Hof Arnhem-Leeuwarden oordeelt in hoger beoep dat op een reeds geregistreerde gebruikte auto geen lagere BPM drukt dan op een geïmporteerde gebruikte auto en dat naheffing ook mogelijk is nadat het belastbare feit zich heeft voorgedaan. De Hoge Raad oordeelt dat de middelen of klachten niet tot cassatie kunnen leiden (art. 81 Wet RO).
De heer X koopt in maart 2012 een gebruikte personenauto in Spanje. In november 2012 doet X er BPM-aangifte voor. In geschil is of in april 2014 terecht € 928 is nageheven.

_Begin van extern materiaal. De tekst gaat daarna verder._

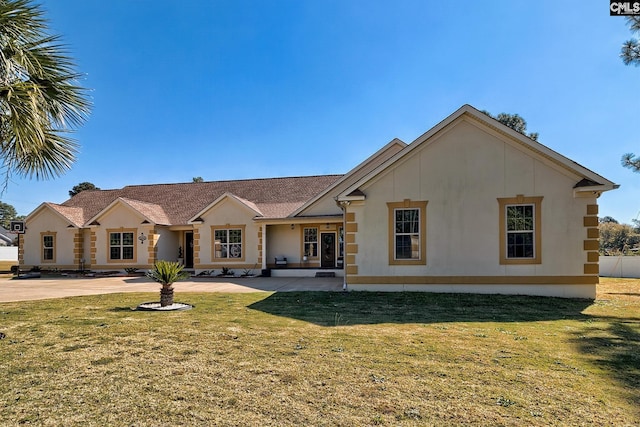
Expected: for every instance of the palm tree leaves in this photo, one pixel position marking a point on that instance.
(167, 272)
(40, 99)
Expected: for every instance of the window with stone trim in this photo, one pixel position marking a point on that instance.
(48, 247)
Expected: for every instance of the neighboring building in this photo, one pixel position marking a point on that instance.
(470, 206)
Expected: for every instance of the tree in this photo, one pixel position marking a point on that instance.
(515, 122)
(7, 214)
(82, 187)
(617, 239)
(630, 52)
(631, 162)
(40, 100)
(167, 273)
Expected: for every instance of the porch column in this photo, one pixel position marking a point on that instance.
(262, 244)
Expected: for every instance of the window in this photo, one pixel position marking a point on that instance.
(520, 230)
(121, 246)
(48, 247)
(310, 242)
(407, 233)
(227, 243)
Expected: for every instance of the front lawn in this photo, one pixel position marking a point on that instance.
(311, 359)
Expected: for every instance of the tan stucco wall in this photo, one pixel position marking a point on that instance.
(48, 221)
(283, 241)
(167, 244)
(461, 173)
(121, 217)
(229, 212)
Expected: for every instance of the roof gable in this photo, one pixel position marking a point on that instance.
(250, 206)
(73, 215)
(150, 212)
(467, 112)
(177, 204)
(386, 152)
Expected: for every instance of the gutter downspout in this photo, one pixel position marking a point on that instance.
(343, 205)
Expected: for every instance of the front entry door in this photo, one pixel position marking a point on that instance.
(328, 250)
(188, 242)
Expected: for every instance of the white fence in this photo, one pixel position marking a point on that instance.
(9, 253)
(620, 266)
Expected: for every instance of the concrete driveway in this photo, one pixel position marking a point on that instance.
(44, 288)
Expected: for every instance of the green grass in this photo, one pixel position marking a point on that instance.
(324, 359)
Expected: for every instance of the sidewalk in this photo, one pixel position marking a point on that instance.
(60, 287)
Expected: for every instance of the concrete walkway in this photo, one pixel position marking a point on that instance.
(44, 288)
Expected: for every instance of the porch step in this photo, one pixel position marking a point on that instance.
(325, 274)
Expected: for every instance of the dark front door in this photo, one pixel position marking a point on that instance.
(188, 253)
(328, 250)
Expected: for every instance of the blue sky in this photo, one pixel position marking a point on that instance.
(249, 89)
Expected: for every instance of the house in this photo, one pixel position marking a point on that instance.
(469, 206)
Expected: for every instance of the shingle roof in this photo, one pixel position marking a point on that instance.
(176, 204)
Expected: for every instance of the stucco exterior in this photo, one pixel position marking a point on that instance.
(459, 184)
(460, 173)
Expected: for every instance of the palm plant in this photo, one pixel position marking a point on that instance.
(40, 101)
(167, 273)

Volgens Rechtbank Gelderland is de naheffing bij invoer van een gebruikte auto niet strijdig met art. 110 VWEU. X stelt vergeefs dat bij (her)registratie in Nederland van een gebruikte auto nooit BPM wordt nageheven bij de opvolgende gebruiker. De aanslag wordt verlaagd tot € 895. X gaat in hoger beroep.

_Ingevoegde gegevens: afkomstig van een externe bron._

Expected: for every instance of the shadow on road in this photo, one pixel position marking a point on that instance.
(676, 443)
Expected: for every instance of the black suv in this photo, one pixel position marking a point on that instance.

Hof Arnhem-Leeuwarden (V-N 2019/12.1.6) oordeelt dat op een reeds geregistreerde gebruikte auto geen lagere BPM drukt dan op een geïmporteerde gebruikte auto en dat naheffing ook mogelijk is nadat het belastbare feit zich heeft voorgedaan (zie HR 12 mei 2017, nr. 16/00507, V-N Vandaag 2017/1207). Conform het compromis ter zitting wordt de aanslag verminderd tot € 725. Het beroep van X is in zoverre gegrond. X krijgt een immateriëleschadevergoeding van € 500 en een gematigde proceskostenvergoeding van € 300. Dit laatste omdat zijn gemachtigde in duizenden soortgelijke zaken rechtsbijstand verleent en de vergoeding anders de in redelijkheid gemaakte kosten ver zou overtreffen.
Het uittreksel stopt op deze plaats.